It has been too long since I’ve written here. To get you up to speed on my activities, I decided to write a blog post about it.


Most of my time in 2021 was spent planning and executing a 67-day road trip across the USA. This expedition was initially slated for the spring of 2020, but we all know why that had to be scrapped. However, anyone who knows me can tell you that I cannot stay in one place too long. Even when it comes to small things: when I talk on the phone, I pace; when I sit, I have the bad habit of shifting around. But in a larger scheme, I have often felt a Thoreau-esque urge to try out new lifestyles, and thus, travel is a must in my life.


From where I’m typing, I can see a scrape-off map of the world that keeps track of the places I’ve been. It is a constant reminder of all the places I still haven’t been. However, over the twenty-five years of my life, I’ve made much progress, and it may very well be the proudest achievement with my life. I could not have written Follow Me were it not for my travels, and my next novel (whose seed sprouted during this summer trip) could also never occurred to me had I never been to Cambodia.



The road trip itself was astonishing. Among the highlights, I saw a black bear and her two cubs in King’s Canyon, a shooting star in Black Canyon of the Gunnison, a mountain goat charging a dog in North Cascades (no one was injured, thankfully), 2,000 year-old sequoias that by all means should’ve been killed from wildfires but somehow persevered, a moose eating from the bottom of a lake in Glacier National Park, rain as I drove into Death Valley, a bighorn sheep and her baby exploring Badlands, and bison walking within five feet of me in Yellowstone.
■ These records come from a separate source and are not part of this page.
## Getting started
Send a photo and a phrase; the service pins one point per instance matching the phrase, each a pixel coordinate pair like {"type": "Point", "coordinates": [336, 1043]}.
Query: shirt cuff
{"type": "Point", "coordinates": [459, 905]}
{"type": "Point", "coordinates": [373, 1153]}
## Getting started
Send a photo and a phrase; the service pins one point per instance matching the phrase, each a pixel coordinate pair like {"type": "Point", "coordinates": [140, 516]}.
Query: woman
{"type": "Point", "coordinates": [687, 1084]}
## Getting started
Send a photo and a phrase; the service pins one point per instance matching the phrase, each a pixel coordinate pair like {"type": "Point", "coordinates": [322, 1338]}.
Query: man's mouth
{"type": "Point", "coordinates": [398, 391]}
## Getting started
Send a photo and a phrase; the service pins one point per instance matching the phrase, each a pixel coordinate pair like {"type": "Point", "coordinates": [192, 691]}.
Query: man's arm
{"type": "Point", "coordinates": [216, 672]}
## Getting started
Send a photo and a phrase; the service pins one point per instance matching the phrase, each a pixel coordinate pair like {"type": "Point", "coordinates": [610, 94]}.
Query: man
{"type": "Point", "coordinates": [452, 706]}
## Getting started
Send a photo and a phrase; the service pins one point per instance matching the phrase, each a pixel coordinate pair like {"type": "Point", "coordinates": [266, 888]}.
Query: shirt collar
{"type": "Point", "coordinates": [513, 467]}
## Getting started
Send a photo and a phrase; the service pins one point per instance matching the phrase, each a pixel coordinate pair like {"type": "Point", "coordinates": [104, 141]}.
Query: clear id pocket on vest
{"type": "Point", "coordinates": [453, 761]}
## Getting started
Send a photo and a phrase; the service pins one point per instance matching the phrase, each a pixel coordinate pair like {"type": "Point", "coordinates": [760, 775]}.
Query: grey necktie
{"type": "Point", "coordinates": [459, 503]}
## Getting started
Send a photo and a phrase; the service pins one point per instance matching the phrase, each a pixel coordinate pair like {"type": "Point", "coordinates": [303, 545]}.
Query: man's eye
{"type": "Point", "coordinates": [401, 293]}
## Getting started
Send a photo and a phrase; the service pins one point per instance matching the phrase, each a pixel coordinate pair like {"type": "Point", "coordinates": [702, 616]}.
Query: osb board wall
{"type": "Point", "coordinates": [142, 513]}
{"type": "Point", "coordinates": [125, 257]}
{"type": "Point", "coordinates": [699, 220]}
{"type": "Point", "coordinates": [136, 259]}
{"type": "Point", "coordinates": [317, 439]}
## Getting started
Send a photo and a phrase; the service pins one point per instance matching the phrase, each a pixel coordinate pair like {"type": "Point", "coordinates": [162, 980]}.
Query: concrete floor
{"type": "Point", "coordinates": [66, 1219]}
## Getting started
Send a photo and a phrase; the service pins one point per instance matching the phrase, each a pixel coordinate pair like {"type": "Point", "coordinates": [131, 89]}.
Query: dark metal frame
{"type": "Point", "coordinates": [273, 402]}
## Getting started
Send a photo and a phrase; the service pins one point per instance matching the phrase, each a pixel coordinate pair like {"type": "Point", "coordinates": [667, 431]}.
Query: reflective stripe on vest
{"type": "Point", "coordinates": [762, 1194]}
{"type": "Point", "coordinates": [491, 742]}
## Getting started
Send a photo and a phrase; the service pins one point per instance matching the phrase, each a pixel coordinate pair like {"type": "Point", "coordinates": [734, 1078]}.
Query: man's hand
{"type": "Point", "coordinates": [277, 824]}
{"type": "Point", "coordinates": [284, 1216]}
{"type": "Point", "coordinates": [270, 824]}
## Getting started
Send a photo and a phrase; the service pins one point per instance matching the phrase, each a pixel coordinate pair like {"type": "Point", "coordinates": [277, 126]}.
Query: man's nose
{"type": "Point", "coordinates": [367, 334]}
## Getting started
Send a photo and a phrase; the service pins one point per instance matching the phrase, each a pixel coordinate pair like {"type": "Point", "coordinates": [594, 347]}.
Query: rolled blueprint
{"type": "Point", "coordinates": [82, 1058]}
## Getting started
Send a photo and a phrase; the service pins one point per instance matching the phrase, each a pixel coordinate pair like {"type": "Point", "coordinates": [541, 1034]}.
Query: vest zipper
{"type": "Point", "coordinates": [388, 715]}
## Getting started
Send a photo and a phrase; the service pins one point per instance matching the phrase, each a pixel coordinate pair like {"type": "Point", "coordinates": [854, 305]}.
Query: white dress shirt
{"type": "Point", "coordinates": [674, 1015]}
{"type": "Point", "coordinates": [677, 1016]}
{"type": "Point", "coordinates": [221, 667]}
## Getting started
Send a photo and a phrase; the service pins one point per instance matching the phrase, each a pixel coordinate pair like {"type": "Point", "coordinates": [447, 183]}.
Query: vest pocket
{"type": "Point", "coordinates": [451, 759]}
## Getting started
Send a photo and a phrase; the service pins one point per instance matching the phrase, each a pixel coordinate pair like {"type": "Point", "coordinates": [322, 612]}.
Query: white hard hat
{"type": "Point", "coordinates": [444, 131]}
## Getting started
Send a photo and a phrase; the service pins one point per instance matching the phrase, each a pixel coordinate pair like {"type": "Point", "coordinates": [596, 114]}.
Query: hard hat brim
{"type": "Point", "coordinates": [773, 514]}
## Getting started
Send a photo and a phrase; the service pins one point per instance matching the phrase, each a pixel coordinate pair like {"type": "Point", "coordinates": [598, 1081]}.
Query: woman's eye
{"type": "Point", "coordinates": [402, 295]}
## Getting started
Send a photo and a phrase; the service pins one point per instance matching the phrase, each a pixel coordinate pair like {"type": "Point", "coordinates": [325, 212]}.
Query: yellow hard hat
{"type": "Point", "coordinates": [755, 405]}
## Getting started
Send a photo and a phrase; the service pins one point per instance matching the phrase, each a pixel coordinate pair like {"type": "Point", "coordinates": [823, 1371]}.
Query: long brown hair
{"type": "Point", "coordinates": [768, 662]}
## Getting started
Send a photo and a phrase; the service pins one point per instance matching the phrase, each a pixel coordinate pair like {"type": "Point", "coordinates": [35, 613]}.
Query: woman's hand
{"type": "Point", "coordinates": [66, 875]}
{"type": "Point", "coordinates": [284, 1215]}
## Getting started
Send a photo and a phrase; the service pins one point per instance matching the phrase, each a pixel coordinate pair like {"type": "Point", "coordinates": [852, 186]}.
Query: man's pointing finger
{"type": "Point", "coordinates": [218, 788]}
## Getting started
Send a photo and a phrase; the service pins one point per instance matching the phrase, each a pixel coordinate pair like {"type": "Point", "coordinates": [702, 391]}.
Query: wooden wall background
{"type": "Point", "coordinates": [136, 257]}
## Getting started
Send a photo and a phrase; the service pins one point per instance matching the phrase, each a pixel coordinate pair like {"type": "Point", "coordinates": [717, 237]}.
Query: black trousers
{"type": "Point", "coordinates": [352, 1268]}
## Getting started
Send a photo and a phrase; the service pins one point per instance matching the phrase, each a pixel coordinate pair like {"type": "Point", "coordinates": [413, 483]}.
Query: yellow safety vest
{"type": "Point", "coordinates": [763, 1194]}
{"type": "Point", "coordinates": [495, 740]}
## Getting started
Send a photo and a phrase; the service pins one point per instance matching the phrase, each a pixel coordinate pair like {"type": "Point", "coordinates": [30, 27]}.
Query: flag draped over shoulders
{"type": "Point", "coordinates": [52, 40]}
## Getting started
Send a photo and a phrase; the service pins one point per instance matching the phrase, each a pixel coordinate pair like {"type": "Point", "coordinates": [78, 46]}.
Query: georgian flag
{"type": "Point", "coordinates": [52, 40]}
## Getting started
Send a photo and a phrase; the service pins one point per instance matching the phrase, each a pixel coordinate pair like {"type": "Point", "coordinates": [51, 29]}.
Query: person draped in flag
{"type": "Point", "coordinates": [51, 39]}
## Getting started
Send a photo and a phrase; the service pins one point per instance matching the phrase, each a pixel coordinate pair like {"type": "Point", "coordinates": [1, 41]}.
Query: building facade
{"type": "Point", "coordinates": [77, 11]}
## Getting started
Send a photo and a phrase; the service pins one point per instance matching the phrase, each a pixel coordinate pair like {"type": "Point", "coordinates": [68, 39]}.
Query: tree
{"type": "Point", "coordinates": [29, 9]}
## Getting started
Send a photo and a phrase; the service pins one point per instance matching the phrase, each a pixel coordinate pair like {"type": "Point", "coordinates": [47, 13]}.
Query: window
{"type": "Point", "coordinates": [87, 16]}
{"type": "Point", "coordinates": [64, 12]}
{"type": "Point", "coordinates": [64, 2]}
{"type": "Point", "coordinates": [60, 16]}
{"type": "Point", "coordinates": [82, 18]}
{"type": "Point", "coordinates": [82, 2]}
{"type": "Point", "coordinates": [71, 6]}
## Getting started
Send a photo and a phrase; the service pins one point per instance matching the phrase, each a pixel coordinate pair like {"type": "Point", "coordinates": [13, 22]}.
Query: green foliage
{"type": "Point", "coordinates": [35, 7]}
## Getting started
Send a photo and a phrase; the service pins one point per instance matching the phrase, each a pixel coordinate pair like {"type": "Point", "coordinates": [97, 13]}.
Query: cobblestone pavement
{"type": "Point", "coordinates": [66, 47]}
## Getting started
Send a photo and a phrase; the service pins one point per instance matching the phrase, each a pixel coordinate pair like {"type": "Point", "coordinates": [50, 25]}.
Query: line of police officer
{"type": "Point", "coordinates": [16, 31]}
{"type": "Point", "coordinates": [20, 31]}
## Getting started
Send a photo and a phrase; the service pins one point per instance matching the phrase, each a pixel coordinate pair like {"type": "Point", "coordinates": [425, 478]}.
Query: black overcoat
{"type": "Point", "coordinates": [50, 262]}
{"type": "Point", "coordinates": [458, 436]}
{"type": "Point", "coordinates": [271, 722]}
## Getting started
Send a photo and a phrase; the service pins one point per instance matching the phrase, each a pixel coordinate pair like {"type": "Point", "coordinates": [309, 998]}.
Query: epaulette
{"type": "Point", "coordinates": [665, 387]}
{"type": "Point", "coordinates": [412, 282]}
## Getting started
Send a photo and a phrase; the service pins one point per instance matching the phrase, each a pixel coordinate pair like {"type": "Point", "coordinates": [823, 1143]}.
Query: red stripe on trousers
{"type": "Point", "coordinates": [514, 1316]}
I gained more elevation than I ever had before, completed day hikes of over twenty miles, and even carried War and Peace (I only brought one book on the trip) up to Angel’s Landing in Zion National Park.


There is much more, but if pictures are worth 1,000 words, and I have over 1,000 pictures, it does not take a mathematician to know there is not enough space to describe everything I witnessed, did, and felt. Suffice to say that it was everything I needed and more, and I am beyond thankful to have been able to do it.


Now that my travels are over for now, I have returned in earnest to getting my novel copyedited and the cover chosen. Publishing a book is hopefully longest and most difficult the first time around, and from there on out, it’ll get simpler. One of the things I learned on this trip is that sometimes, decisions must simply be made and action taken, or else you’ll spend all that time instead bound up by indecision. It’s better to make mistakes but move forward than to stay in the same place. Hopefully, I can apply that knowledge as well as it deserves to be.